Jordan turned out to be an affectionate, sunny-natured soul who pranced like a pony when excited. He lived to age 17 and features prominently in my photo albums from that period: Jordan lounging on a couch, hiking in the mountains, peering out from hotel balconies on beach trips, romping with the other dogs that I and my other friends adopted over the years.
He’s a reminder of my tumultuous 20s, a time when neither I nor anyone in my friends circle would have passed any rigorous adoption screening. Our lives were marked by frequent moves, job changes, dramatic breakups and reconciliations, and borrowing money from one another to keep the utilities from being turned off.
But we all had beloved rescue animals, and somehow we managed to give them happy, stable and—through a combination of credit cards, personal loans and veterinarians who accepted post-dated checks—healthy lives.
It’s something I think about regularly, because even though I’ve since adopted out hundreds of animals as a shelter and rescue volunteer, I still find adoptions stressful.
Part of this I chalk up to a naturally anxious personality, a fear-mongering brain that will conjure up a dozen worst-case scenarios in the space of a single conversation with a potential adopter. Part of it, I feel, is just the nature of the game. After all, I’m facilitating the union of two unpredictable factors—animals and people.
Over the years, I’ve learned to put my fears aside and remember that of few adoptions I’ve done that didn’t work out, nearly all of them involved the “good on paper” adopters, not the people I was on the fence about. I remind myself that animal welfare is a collective effort, and the way I treat a potential adopter could determine whether they become lifelong supporters of the cause.
Without a crystal ball or the ability to peer into people’s hearts and minds, adoptions will always require me to make a leap of faith. And with only rare exceptions, people repay that trust.

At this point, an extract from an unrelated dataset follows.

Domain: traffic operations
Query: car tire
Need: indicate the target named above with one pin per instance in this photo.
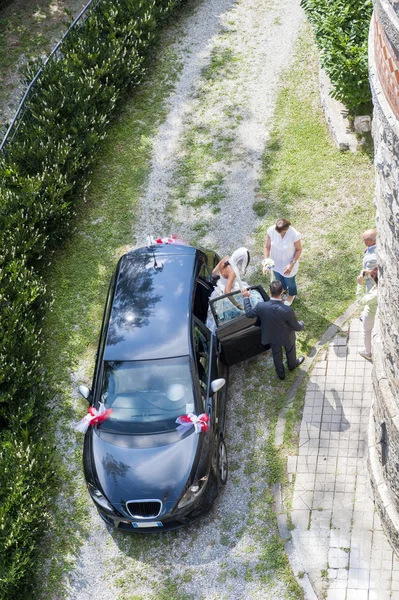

More than repay it, in fact. Because for the handful of people who have disappointed me over the years, many more have gone to great lengths for the animals I entrusted to their care. I’ve unknowingly adopted heartache and high veterinary bills to people in the form of pets who developed serious medical issues, including kittens with feline infectious peritonitis and dogs with degenerative disc disease. I’ve placed animals with a range of less serious (but still frustrating) problems: dogs with leaky bladders, cats with less-than-perfect litter box habits, kittens with ringworm that, it turned out, hadn’t been cured. And their people stuck by them.
So I go into each adoption journey knowing that an irrational inner voice will demand absolute certainty that the animal I’m about to part with will never know a moment’s pain or distress in her life. As if I could guarantee that for my own pets.
And then I take a deep breath and remind myself that just as I’m taking a leap of faith every time I hand over that leash or carrier, the adopter is making a leap of faith, too.